The Lopers finished the abbreviated season with a 13-13 record, including a 3-3 mark in the MIAA. Johnson posted a career-best .324 batting average and .676 slugging percentage to go along with 12 RBI, nine runs scored and a team-leading four homers. She ranked third on the team with 24 defensive assists, a category she led the Lopers in the previous two seasons.
‘DREAM COME TRUE’
A 7-12 special education major with a psychology emphasis, Johnson boasts a 3.6 GPA and she’s a three-time MIAA Academic Honor Roll honoree. She’ll student teach next semester, at Minden, Lexington or Lincoln public schools, before graduating in December.
Johnson hopes to coach softball in the future and may pursue further education to become a school counselor.

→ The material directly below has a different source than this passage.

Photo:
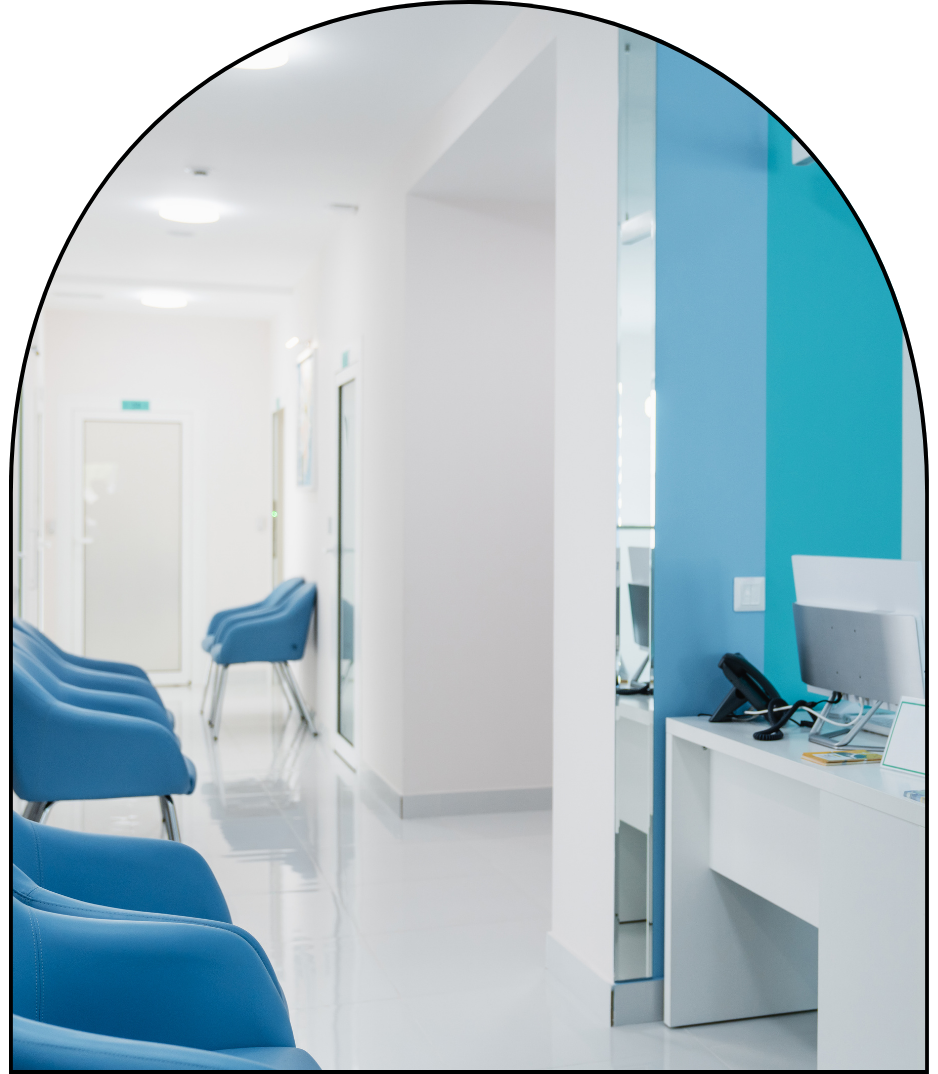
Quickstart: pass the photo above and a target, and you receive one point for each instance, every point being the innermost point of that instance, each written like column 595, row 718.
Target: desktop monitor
column 866, row 653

She called the opportunity to compete at UNK “a dream come true.”
“I’ve always loved playing for Kearney,” the 21-year-old said. “It’s a different type of atmosphere when you’re from here, everyone knows you and they want you to succeed.”
The decision to attend UNK was a “no-brainer” for Johnson, who wanted to remain close to her family, recognized the strength of the university’s teacher education program and already had a connection to the softball team.
Johnson started attending Loper softball camps as a young girl and committed to UNK in fall 2015 after leading Kearney High School to a 29-10 record and its first state tournament appearance in 21 years. She smacked 18 home runs that season, a state record for all classes at the time, and earned second-team all-state honors in Class A.
Now, with her collegiate career over, Johnson said it’s surreal when parents talk to her about the example she set for young players.
“That’s the type of stuff that means the most to me – the people you impact because you played,” she said.